Los parches para el acné, hoy populares como tratamiento y accesorio estético, tienen un origen histórico en la Europa del siglo XVII en el que su uso llevaba significados sociales y morales más complejos que los que suelen percibirse.
En la época moderna europea, miembros de la alta sociedad —hombres y mujeres— empleaban parches de papel, seda, terciopelo o cuero, frecuentemente negros para contrastar con la piel pálida asociada al refinamiento. Además de embellecer, servían para ocultar marcas y, en ocasiones, para tratar afecciones como la viruela o la sífilis.
Estos parches cumplían una doble función: disimular imperfecciones y aportar beneficios terapéuticos. Algunos estaban impregnados con preparados medicinales destinados a favorecer la cicatrización y el cuidado de heridas.
Su uso provocó reacciones críticas: moralistas y predicadores llegaron a compararlos con marcas bíblicas y a relacionarlos con calamidades, y durante el siglo XVIII el estigma se acentuó al vincularlos con la promiscuidad y la falsedad.
La producción visual de la época reflejó esas controversias. Obras como la serie de William Hogarth mostraron cómo los parches se asociaban a juicios morales negativos y a la marginalidad dentro del entorno urbano.
Fuentes contemporáneas, como diarios y testimonios, documentan la popularidad de los parches entre personas influyentes.
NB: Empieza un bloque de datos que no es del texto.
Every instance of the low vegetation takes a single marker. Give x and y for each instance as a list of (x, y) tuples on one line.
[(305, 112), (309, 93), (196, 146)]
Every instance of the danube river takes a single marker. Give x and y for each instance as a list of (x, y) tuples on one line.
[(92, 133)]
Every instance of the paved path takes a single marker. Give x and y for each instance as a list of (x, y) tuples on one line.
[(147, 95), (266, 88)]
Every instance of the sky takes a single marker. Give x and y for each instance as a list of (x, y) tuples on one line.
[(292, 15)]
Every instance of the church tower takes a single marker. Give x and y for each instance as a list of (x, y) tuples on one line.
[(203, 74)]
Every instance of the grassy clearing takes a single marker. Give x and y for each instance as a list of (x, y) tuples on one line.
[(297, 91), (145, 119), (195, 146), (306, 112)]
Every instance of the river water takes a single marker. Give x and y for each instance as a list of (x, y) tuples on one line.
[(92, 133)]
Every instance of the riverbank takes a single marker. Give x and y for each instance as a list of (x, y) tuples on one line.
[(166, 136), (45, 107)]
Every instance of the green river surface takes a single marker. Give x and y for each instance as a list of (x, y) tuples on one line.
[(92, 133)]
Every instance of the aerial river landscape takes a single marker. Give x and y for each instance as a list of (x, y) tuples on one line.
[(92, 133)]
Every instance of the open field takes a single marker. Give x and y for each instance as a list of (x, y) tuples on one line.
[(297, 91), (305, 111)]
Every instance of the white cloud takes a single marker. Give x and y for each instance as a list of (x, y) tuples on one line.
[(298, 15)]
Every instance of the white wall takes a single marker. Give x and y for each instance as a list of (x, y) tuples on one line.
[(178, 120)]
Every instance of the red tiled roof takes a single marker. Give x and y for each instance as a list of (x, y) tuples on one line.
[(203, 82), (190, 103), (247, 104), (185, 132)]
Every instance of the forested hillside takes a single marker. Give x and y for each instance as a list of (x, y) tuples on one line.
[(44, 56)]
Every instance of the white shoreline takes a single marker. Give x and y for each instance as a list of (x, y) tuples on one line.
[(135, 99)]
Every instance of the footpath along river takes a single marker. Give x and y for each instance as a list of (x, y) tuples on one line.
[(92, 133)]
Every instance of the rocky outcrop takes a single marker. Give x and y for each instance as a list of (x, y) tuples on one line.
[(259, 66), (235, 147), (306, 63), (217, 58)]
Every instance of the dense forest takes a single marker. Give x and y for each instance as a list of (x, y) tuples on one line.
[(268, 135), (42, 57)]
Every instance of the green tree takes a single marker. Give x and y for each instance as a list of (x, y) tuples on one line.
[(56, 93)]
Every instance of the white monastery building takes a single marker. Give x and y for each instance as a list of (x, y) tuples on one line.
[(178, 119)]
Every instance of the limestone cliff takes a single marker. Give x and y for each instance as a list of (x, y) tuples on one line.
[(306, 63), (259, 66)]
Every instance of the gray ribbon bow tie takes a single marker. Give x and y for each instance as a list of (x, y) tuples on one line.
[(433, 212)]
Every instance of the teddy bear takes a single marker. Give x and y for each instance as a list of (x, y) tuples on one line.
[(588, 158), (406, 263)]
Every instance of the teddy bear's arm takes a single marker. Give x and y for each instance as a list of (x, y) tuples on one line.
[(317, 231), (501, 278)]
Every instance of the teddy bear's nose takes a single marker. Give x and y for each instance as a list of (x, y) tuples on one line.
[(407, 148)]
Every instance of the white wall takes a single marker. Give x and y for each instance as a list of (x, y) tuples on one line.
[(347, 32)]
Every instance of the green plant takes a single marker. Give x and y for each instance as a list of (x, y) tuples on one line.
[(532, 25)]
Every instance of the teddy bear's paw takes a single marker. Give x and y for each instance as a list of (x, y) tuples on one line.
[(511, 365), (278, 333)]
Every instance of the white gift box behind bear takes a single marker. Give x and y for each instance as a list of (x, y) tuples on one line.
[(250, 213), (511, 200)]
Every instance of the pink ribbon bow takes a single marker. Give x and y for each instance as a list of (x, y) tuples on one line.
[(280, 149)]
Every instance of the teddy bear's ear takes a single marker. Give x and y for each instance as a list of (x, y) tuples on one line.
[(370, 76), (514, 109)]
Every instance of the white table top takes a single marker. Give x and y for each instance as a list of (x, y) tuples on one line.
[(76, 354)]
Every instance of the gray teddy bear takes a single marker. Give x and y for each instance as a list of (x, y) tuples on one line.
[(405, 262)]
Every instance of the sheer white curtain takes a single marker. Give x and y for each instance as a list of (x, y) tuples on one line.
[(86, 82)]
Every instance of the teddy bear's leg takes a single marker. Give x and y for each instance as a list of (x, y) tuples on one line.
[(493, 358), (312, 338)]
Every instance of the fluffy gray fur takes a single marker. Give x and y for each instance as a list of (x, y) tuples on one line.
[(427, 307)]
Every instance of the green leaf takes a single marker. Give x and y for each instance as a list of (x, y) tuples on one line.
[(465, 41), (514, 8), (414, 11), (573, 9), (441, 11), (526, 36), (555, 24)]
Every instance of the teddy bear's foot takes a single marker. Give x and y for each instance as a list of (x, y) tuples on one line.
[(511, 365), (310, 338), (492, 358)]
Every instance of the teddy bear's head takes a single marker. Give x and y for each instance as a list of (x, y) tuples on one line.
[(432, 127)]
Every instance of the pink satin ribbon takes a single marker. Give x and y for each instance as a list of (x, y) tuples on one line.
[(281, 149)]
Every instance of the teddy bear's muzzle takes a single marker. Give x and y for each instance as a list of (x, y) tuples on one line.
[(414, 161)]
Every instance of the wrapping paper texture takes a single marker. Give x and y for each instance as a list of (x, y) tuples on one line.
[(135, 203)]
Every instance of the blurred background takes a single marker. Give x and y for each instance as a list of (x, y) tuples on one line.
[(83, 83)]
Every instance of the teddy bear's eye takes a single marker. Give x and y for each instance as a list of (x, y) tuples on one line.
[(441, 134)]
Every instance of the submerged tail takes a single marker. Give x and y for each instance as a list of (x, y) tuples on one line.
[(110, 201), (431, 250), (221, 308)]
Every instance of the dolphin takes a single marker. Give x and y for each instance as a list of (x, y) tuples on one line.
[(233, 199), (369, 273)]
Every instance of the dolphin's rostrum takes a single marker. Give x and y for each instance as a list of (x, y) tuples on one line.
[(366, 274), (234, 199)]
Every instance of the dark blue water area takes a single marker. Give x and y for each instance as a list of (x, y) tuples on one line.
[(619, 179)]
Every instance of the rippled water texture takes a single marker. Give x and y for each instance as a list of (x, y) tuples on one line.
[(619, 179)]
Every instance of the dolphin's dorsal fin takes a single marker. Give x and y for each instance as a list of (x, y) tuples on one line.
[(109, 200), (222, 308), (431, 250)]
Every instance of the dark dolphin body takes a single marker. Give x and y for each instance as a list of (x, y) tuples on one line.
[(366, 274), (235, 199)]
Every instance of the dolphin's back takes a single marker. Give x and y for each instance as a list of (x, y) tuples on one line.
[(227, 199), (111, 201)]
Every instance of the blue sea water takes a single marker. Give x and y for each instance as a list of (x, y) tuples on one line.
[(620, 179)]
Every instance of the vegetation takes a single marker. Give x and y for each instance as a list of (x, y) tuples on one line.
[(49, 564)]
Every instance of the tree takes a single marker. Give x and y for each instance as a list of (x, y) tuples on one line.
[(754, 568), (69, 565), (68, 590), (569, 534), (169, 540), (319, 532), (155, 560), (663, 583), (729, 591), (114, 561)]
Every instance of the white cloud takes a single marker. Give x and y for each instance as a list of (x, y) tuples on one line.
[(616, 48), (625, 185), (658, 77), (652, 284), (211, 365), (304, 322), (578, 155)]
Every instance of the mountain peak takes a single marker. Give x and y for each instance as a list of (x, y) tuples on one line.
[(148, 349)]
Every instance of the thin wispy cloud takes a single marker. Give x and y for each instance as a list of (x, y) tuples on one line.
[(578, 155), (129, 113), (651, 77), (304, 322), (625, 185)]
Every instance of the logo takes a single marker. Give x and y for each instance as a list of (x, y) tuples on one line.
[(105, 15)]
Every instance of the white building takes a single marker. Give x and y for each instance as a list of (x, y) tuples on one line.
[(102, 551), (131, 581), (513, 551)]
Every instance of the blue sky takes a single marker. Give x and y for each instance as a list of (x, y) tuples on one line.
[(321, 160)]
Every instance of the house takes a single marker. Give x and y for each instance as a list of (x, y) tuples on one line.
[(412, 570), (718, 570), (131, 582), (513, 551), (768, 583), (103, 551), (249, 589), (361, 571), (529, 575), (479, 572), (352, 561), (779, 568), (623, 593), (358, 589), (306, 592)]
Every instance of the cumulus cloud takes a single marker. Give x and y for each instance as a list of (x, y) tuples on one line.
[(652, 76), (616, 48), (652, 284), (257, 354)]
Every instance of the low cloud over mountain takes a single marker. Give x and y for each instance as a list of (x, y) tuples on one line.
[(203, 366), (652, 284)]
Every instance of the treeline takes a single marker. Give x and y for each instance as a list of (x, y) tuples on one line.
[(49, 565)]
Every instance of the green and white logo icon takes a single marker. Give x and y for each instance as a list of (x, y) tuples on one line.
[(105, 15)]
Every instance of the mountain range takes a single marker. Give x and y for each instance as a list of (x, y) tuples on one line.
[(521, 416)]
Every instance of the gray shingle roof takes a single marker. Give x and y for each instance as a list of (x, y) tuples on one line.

Samuel Pepys, por ejemplo, registró encuentros con figuras cortesanas que usaban parches negros y técnicas específicas de aplicación, así como la proliferación de pequeñas cajas ornamentadas para guardarlos.
Durante la Restauración inglesa, el intercambio de modas con Francia intensificó la tendencia: los llamados “mouches” fueron percibidos como una práctica afrancesada vinculada a ambientes urbanos y sofisticados, y objeto de sátira por parte de algunos escritores.
La percepción pública de los parches estuvo marcada por cuestiones de género y clase: las críticas solían dirigirse más a las mujeres, acusadas de superficialidad, mientras que las élites desarrollaban rituales de uso que reforzaban su dimensión simbólica.
En el siglo XXI persisten dinámicas similares en otros formatos: los parches para el acné visibles en redes sociales siguen generando juicios y comentarios, lo que evidencia la continuidad de estigmas y la vigilancia sobre la imagen personal.
Los parches modernos abarcan diseños desde lo casi invisible hasta motivos coloridos, combinando la funcionalidad médica con opciones estéticas para la expresión personal.
El desarrollo y la aceptación de estos parches ilustran cómo objetos cotidianos pueden funcionar como indicadores de cambios sociales, de salud y de moda, y es probable que sigan siendo símbolos relevantes en la interacción entre imagen, bienestar y cultura digital.